I was going to link to the website of one of the manufacturers of such an “audio delivery system”, Enco, but everytime I went to the site, it crashed my browser. Google at your own risk. In Dallas, the home of the lamented KZPS, I KNOW The Ticket (1310 AM) uses an Enco machine. They mention it on the air sometimes.
Ok, I accept that they are probably using a digital machine nowadays. My only experience at a radio station was at KNON (community radio), and they were lucky to have CD players. I agree, KZPS is drek, just about every commercial station in this town is. I still miss KZEW <sigh>.
Another chance to show off my encyclopedic knowledge of obsolete technology.

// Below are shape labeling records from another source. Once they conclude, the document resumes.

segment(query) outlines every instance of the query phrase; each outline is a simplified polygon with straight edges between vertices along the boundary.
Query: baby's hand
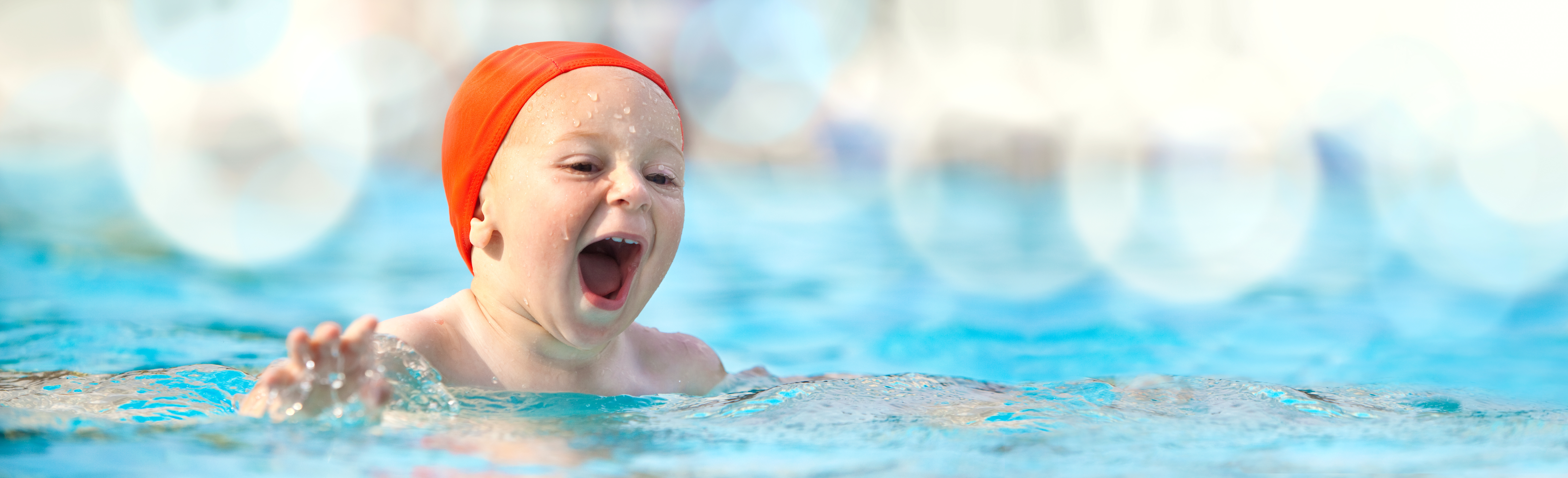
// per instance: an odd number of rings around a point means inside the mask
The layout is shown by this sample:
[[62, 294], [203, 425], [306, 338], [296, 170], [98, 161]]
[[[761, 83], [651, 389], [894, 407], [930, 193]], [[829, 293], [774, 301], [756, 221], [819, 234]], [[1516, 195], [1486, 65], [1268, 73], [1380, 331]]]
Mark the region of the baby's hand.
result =
[[323, 321], [315, 334], [304, 328], [289, 332], [289, 357], [273, 362], [256, 379], [256, 389], [240, 403], [240, 414], [270, 415], [274, 422], [312, 417], [323, 411], [342, 417], [354, 393], [368, 411], [384, 406], [392, 387], [376, 371], [376, 318], [361, 317], [342, 331]]

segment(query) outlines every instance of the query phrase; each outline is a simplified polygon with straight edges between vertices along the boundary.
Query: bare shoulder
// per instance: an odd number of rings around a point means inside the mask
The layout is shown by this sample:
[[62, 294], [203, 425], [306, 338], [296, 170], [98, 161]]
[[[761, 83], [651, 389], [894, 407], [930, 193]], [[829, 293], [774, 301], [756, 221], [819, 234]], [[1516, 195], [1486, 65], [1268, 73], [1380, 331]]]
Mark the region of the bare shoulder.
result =
[[622, 332], [637, 343], [643, 368], [687, 395], [706, 395], [724, 379], [724, 364], [701, 339], [633, 323]]
[[381, 321], [376, 326], [376, 332], [395, 335], [426, 357], [433, 351], [448, 349], [455, 337], [447, 323], [463, 313], [455, 301], [456, 298], [452, 296], [425, 310]]

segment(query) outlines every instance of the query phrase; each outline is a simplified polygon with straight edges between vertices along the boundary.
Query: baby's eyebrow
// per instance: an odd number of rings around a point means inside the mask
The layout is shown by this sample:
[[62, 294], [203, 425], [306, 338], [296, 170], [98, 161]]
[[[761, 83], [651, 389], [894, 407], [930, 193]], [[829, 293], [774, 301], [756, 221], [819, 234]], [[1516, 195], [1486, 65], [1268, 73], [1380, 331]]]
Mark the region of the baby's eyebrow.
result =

Way back in the pre digital days of radio, we simply recorded a song to tape, then sped up the tape. Our music folks calculated you could speed up most songs by about 3% before they started to sound “chipmunky.”
The goal was not to squeeze in more commercials (we did that by whacking out entire verses and instrumental bridges) but to make our music sound peppier and brighter. Since that would make our radio station sound peppier and brighter, our competitors would therefore sound dull and flat.
I’m less familiar with the digital world, but I believe it is possible to change the pitch somewhat without noticably affecting the beat or timing of the music.
The only way anyone would notice is if they have perfect pitch, and that is very rare. Most people can detect changes in pitch but not absolute pitch.
A lot of bands aren’t in tune simply because they don’t bother. They just tune their instruments to each other. If all you have is a guitar and a bass, then it really doesn’t matter.
Also, sometimes they will intentionally speed up and slow down songs just because it does make the sound different.
As was already said, its not always the radio station’s fault.